Why is it, for example, that the national news media only now seem to have “discovered” we’re important in Flyover Country when it’s just a repeat of an exercise that seemed to take place in 2016? Why does the New York Times’ David Brooks have to say, as he did on PBS in December, “we can … try to have contact, more contact between, frankly, those of us in the expert class, who tend to live in blue America, in the metro areas, and people in the rural country”?

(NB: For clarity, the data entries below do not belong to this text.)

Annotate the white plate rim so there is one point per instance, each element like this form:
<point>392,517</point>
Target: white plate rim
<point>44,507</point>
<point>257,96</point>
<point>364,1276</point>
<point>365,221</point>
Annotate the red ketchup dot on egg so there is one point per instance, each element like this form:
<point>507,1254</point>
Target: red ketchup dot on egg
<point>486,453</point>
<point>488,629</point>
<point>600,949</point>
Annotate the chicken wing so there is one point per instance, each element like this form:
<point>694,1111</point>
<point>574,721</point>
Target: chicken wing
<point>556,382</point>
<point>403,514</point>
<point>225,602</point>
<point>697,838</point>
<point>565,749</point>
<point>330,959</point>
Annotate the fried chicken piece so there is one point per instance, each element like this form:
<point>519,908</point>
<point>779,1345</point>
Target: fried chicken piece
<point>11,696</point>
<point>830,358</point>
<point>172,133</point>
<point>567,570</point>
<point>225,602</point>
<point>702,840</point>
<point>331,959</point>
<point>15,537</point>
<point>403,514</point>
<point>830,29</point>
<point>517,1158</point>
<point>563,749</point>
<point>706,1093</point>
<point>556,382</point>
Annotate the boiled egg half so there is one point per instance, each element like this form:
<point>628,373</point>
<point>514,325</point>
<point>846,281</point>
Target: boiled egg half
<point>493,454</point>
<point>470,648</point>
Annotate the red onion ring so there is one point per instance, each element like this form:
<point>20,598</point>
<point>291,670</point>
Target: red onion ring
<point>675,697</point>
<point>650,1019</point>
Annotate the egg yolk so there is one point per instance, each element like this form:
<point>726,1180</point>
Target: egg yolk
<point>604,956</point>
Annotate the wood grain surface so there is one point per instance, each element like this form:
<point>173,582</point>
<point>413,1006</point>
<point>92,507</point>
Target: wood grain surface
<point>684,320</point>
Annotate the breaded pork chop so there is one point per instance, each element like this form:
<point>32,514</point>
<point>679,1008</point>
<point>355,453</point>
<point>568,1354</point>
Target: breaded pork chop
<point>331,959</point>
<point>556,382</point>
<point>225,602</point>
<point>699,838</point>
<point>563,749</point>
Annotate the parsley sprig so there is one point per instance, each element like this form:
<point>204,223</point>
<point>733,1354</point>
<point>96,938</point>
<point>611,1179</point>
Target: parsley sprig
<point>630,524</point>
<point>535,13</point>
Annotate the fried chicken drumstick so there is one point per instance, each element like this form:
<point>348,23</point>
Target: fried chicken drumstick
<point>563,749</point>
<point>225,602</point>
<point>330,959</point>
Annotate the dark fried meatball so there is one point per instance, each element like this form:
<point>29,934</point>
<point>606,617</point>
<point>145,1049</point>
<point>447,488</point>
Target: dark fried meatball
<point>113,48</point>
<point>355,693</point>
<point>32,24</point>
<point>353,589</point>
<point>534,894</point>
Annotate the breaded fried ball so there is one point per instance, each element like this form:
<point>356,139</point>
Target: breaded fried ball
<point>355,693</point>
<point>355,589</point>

What Brooks really was saying is that coast-based national news media have been ignoring Flyover Country for far too long. Will they now continue to do so, using as a pretext the ultimate excesses of the 45th president?

The many tens of millions of us in Flyover Country – our illustrious accomplishments, the vital industries of which we’re the center, our continuing economic concerns, and our views about the nation’s future – can’t be ignored any longer.

Meanwhile, regardless of what’s happening on the national stage, there’s lots of real healing to be done in Heartland cities including Minneapolis, Kenosha and Louisville. National political and social issues and divisive rhetoric helped fuel what happened there last year as surely as they did the riot at the U.S. Capitol this month, but it’s only on the local level – person to person – where true healing can begin.

We’ve always been especially good at that in Flyover Country, and we should get on with it.